The Lit game was strong in this, with lovely passages on language, from the shapes of Korean diphthongs to the Greek middle voice, to the fundamental embodied processes of shaping and receiving sounds, seeing and making and feeling marks, all exquisitely translated. However, I found the Fic bits much weaker - arguably unnecessary (though admittedly linguistics essay collections tend not to sell as well as elegant novellas). Certain characters and plot points in the male teacher's story in particular were so mawkish and melodramatic they became unintentionally funny - not in the gleefully batshit way of The Vegetarian, to make a point, but seemingly just due to genre conventions of psychologically nonsensical but 'symbolic' behaviour.
41 Miss Kim Knows and other stories - Cho Nam-Joo (tr. Jamie Chang)

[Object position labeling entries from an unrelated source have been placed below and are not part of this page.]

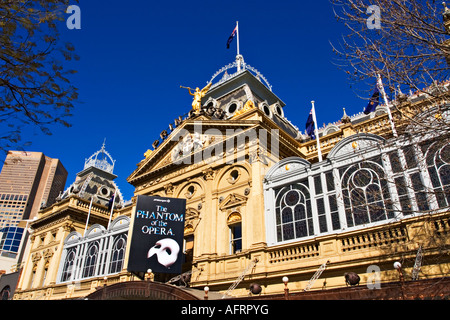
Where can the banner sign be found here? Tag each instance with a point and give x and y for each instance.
(158, 233)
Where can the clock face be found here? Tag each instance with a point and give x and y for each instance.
(189, 144)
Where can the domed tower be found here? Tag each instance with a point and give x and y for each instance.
(95, 181)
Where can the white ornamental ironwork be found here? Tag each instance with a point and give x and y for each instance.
(241, 66)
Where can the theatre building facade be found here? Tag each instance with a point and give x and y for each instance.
(260, 203)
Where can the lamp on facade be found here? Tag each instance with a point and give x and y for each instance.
(206, 289)
(286, 289)
(398, 267)
(149, 276)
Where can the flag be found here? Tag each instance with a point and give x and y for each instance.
(231, 37)
(111, 202)
(310, 126)
(374, 101)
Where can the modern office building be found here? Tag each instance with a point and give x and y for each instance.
(29, 181)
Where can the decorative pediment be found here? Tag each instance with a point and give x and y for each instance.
(232, 200)
(181, 148)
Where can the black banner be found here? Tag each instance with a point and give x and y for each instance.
(157, 238)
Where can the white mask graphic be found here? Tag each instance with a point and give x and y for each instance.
(167, 251)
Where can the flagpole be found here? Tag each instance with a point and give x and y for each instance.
(89, 214)
(316, 131)
(237, 34)
(112, 207)
(386, 102)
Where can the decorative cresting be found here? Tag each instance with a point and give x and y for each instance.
(355, 143)
(241, 66)
(101, 160)
(366, 181)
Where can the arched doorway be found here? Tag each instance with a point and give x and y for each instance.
(141, 290)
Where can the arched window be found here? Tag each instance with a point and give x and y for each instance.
(438, 162)
(6, 293)
(365, 192)
(91, 260)
(293, 212)
(118, 253)
(68, 264)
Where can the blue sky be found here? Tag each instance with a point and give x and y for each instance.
(136, 54)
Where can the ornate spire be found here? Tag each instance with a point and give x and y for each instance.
(101, 160)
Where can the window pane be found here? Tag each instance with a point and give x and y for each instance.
(318, 184)
(330, 181)
(288, 231)
(395, 162)
(286, 215)
(300, 229)
(299, 212)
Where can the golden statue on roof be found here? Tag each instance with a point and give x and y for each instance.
(198, 95)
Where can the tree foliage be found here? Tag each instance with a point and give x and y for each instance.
(409, 49)
(34, 84)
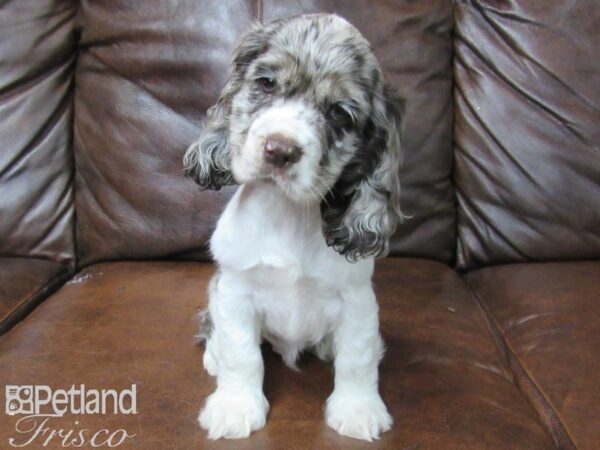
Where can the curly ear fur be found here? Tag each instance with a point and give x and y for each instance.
(207, 160)
(361, 212)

Eight short stories, mercifully unlinked, but sharing a contemporary South Korean setting and interest in women's lives. Precise, unfussy prose with a particularly good ear for dialogue (Chang did an excellent job rendering various levels of Korean formality and slanginess in Br. Eng). The most 'on brand' entries for readers of Miss Kim Ji-Young, Born 1982 are probably the Dear John letter to a controlling fiancé, the slyly funny mundane-weird office slice-of-life, and and the very meta one in which the writer of a hit feminist novel is accused of appropriating another woman’s lived experience. The other stories cover a surprising range, and even the slightest (puppy love derailed by Covid and running out of free texts) was enjoyable. I continue to be baffled and dispirited that so moderate and centrist a writer as Cho has become a lightning rod for the toxic anti-feminist movement in SK.

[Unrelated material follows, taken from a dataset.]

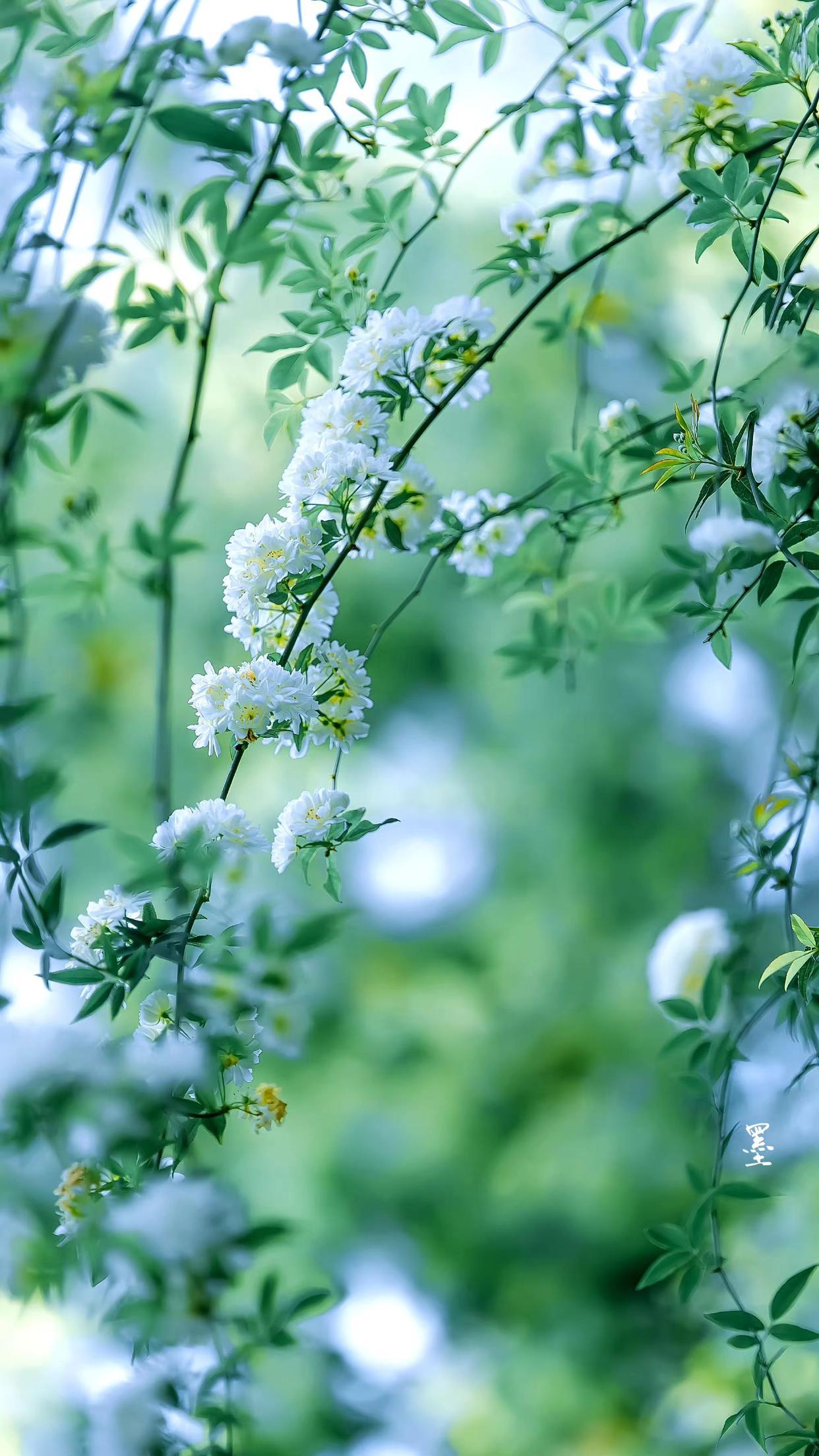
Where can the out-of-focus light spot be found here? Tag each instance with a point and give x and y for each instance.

42 Coffee with Hitler - Charles Spicer
Previously reviewed by Terpsichore. Narrative history of the English amateurs associated with the Anglo-German Fellowship (1935-39) who sought to ‘civilise’ rather than 'appease' the Nazi regime, and through this, re-examining some more famous figures associated with Appeasement. Seeks to reclaim the nuance and contingency of Anglo-German relations and complicate popular narratives of stupid/weak/evil ‘guilty men’ and pure 'war heroes' and very much succeeds. However, as with any revisionist history (and books that used to be PhD theses) the piling up of Evidence in exhaustive detail did make my eyes glaze over at times and lose sight of the bigger picture/argument. Still full of fascinating facts and insights, sensibly organised and well written - accessible but still scholarly.
Currently appreciating the elegance of Enter Ghost and glad to have the other top tier WP novels yet to come.